In October 2017, Judd joined the Board of Directors at the Carlton Football Club. At the end of the 2021 AFL season, Judd stepped down from the Board of Directors at the Carlton Football Club.

==Media appearances==
Towards the end of 2003, Judd began writing a column on the West Coast Eagles official website called "Juddy's Jibe". Some of his opinions presented in these columns prompted extensive media commentary, such as his view that footballers should not be role models. Throughout the 2006 season, the column was also published in Melbourne newspaper The Age, in which Judd wrote about issues such as global warming, terrorism, superficiality in the mass media, world peace and James Surowiecki's book The Wisdom of Crowds.

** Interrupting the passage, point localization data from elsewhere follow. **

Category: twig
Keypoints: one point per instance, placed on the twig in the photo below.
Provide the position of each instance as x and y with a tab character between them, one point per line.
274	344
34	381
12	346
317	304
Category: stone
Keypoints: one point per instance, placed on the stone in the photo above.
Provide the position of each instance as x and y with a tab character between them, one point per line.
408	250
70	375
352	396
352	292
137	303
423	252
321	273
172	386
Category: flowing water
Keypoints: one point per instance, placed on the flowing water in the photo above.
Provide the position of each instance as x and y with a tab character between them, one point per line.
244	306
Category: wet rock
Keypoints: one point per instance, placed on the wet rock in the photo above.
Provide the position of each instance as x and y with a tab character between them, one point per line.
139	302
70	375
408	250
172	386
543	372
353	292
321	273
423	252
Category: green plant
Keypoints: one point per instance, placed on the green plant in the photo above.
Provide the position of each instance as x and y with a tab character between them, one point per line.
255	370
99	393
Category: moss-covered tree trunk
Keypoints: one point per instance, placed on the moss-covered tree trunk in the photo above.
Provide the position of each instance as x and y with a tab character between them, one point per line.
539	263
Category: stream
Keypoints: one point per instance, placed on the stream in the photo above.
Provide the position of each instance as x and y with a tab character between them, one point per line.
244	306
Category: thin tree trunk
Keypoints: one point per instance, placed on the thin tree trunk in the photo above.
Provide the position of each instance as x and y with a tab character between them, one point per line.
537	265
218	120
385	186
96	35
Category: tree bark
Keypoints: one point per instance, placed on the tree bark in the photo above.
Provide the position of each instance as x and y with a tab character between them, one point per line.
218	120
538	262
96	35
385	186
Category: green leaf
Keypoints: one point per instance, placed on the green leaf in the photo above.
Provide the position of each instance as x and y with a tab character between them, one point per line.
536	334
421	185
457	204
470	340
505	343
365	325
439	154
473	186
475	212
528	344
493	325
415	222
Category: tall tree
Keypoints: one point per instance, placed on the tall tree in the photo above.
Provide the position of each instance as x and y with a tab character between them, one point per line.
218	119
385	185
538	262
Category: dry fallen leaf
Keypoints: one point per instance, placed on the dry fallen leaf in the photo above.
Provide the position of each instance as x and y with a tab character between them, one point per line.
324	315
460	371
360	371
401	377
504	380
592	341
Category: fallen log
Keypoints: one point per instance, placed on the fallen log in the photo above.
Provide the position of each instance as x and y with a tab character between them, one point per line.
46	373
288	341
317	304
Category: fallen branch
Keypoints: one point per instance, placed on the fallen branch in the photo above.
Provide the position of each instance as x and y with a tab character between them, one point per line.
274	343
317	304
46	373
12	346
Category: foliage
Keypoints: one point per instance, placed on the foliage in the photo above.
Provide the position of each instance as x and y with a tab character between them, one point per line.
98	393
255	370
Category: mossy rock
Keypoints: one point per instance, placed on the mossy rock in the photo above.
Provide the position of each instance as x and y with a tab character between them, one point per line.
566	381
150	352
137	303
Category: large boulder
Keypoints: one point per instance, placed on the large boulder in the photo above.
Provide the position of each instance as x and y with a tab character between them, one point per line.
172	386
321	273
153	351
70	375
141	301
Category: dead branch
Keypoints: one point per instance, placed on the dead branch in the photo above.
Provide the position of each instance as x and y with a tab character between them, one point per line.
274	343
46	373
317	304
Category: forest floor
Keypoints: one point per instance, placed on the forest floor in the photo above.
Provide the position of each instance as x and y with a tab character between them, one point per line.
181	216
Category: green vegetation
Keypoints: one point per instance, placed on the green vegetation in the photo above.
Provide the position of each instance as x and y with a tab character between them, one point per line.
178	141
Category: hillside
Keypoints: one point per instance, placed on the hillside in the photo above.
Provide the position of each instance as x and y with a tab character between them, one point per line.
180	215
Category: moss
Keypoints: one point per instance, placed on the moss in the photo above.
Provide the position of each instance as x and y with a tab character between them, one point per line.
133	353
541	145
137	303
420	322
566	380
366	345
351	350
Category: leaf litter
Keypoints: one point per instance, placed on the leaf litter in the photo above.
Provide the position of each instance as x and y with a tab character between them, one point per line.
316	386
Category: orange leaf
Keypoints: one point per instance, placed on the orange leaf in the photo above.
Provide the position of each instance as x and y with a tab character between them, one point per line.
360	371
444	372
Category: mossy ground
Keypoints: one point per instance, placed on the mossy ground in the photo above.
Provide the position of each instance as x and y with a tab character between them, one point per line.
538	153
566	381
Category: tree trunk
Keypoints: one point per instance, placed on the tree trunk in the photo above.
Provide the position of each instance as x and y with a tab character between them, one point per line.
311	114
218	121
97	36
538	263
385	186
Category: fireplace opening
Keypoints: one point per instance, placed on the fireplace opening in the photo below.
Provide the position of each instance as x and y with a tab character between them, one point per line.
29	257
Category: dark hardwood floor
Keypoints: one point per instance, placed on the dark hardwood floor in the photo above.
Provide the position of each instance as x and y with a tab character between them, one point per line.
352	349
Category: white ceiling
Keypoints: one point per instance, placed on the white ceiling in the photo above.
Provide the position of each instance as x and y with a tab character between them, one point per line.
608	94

In 2009, Judd was featured in the official advertisement for the AFL, receiving a mark from Aaron Davey on a basketball court and then sprinting in front of a stampede of horses on a horse racing track before handballing to Adam Goodes.

After doing some guest commentary in 2016, in November 2016 Judd joined radio station Triple M in a special comments role.

In 2019, Judd alongside Rich Lister Josh Liberman and other investors backed up Thinkmarkets, a London-based online brokerage company in its pre-IPO raising.

Judd joined streaming news channel Ticker News in October 2022 to host a program called 'Talk Ya Book'.

==Personal life==
In 2002, Judd was studying for a Master of Business Administration degree and has previously completed university courses in media studies and corporate governance. He owned a Toyota Prius hybrid car and switched to "green power" at his former Perth house. He is currently an environmental ambassador for Visy.

On 31 December 2010, Judd married speech pathologist and model Rebecca Twigley. They have three sons and a daughter. On the night of Judd's 2004 Brownlow win, Twigley wore a revealing red dress which caused national comment.